Deakins is among the most respected and sought-after cinematographers in the film business. His involvement in a film could secure the casting of established stars—a distinction usually reserved for auteur directors. He was hired to shoot The Shawshank Redemption at the insistence of Tim Robbins, who had previously worked with him on the Coen brothers film The Hudsucker Proxy. Josh Brolin agreed to join the cast of Sicario only after hearing of Deakins's involvement. When Ryan Gosling accepted his role in Blade Runner 2049, he cited the involvement of Deakins as a factor for his decision.

==Awards and recognition==

Deakins has been nominated for sixteen Academy Awards, winning the Academy Award for Best Cinematography twice—on his fourteenth and fifteenth nominations—for Blade Runner 2049 (2017) and 1917 (2019). He has been named as an Honorary Fellow of his alma mater, the National Film and Television School in Beaconsfield, Buckinghamshire, an honour which recognises "outstanding contribution to the British film and television industry" On 28 February 2020.

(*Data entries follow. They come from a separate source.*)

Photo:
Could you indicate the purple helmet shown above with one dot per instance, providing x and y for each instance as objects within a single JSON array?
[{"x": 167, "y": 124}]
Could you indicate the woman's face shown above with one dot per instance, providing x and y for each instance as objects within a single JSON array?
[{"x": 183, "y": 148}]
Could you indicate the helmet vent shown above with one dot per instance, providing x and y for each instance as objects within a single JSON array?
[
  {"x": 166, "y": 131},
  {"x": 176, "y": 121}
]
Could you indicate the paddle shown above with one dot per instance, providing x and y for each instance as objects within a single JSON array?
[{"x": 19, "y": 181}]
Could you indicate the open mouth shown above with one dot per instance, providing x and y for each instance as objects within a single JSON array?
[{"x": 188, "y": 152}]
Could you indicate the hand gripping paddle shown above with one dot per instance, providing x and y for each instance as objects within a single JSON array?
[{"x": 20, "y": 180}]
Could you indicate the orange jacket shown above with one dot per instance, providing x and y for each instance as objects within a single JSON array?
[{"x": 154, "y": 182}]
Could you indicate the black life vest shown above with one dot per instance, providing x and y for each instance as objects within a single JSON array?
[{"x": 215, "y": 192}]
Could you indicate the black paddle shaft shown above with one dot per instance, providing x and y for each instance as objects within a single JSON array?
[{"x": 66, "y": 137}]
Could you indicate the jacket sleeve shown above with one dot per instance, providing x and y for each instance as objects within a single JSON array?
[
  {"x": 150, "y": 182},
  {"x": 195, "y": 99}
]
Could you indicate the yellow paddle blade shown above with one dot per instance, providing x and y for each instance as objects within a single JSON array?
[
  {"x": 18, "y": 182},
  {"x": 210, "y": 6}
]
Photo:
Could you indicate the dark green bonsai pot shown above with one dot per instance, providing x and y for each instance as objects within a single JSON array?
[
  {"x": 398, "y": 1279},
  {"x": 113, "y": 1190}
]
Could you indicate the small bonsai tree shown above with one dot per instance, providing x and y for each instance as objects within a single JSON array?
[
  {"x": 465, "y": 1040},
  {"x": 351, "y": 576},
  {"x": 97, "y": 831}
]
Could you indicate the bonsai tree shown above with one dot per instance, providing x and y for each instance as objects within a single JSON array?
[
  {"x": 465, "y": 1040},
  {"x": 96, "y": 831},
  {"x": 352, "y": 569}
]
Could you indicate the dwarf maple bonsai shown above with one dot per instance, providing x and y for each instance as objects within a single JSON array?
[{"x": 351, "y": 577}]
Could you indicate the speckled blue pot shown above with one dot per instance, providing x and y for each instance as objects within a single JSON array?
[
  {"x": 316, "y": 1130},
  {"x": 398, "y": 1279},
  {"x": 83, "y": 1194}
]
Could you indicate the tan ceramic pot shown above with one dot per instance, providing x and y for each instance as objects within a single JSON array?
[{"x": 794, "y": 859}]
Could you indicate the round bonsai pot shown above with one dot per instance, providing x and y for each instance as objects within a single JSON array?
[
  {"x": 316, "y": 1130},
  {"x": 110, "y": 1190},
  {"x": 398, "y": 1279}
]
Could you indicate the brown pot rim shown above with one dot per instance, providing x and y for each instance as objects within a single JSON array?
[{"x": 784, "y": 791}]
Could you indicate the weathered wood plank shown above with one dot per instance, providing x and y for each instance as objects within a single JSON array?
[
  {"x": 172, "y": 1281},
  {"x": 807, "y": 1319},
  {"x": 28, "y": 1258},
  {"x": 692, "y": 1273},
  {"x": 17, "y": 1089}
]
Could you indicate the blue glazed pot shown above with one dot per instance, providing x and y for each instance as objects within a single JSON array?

Deakins is the recipient of five BAFTA Awards for Best Cinematography, for The Man Who Wasn't There (2001), No Country for Old Men (2007), True Grit (2010), Blade Runner 2049 (2017), 1917 (2019), each in the year following their release. As well, two films that he shot, Fargo (1996), and A Serious Man (2009), won Independent Spirit Awards for Best Cinematography in the year after their release.

He received the Royal Photographic Society's Lumière Award for major achievement in cinematography, video or animation in 2009.
The National Board of Review, a group of New York-based reviewers whose organization dates to 1909, honoured Deakins in 2007 with its award for Career Achievement in Cinematography. Deakins went on to receive the American Society of Cinematographers and the British Society of Cinematographers Lifetime Achievement Award in 2011 and 2015 respectively.

Deakins was appointed Commander of the Order of the British Empire (CBE) in the 2013 Birthday Honours for services to film. He was knighted in the 2021 New Year Honours, also for services to film.